TReDS deals with discounting of both invoices and bills of exchange. It is well-equipped to deal with both receivables factoring as well as reverse factoring to facilitate higher transaction volumes and better pricing. The main purpose of TReDS platform is to facilitate smooth flow of liquidity in the system and make available the finance at a competitive rate. As soon as the bills are raised by the MSMEs and approved by large corporates on TReDS platform, banks or financiers can bid for them based on the risk rating of large corporates. MSMEs will receive their dues from the banks or financiers without waiting for the credit period agreed with large corporates.
The KYC documentation to know the MSME is simple. There is a one-time agreement between various participants and TReDS.

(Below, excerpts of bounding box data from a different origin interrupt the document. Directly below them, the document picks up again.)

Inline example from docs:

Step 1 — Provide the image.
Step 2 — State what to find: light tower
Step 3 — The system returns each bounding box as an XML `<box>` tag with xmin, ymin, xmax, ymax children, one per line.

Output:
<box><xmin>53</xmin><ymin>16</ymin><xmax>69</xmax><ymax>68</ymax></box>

With deeper penetration of internet in more and more tier 2 and 3 markets along with the metros, almost all the trade related transactions have already been digitized or are in the process of getting digitized. It is only the adoption by various stake holders that is taking time. The banks and fintechs are fine tuning these processes in digital formats and making it more attractive for the stake holders. This will improve the adoption of digital way of doing trade transactions. This disruption is happening globally and India is one of the front runners in this initiative under the aegis of the RBI.
Mynd Solution’s M1xchange has been operational since April 2017 and the transaction flow for all participants on the exchange has smoothened out. The experience by MSMEs for smooth flow of liquidity rough M1 Exchange has been encouraging for the industry. The cost of funds for MSMEs has reduced as banks are bidding basis the risk rating of a corporate. The reduced transaction costs vis-à-vis offline market has benefited the MSMEs tremendously. The participating banks are also benefiting through the platform as cost of acquisition and servicing the business has reduced substantially. Further the MSME funding on platform will qualify for priority sector lending (PSL) criteria, thereby enhancing the compliance for the banks. The corporates (buyers) are able to optimize working capital and save on finance cost, have one time documentation, enjoy scalability and have multiple financier on a single platform.
In the next few months, the adoption and transaction on the TReDS online will pick up more speed as lots of corporates and MSMEs and financiers are signing by the day to get attached to this model, thereby changing the face of how business is being done today.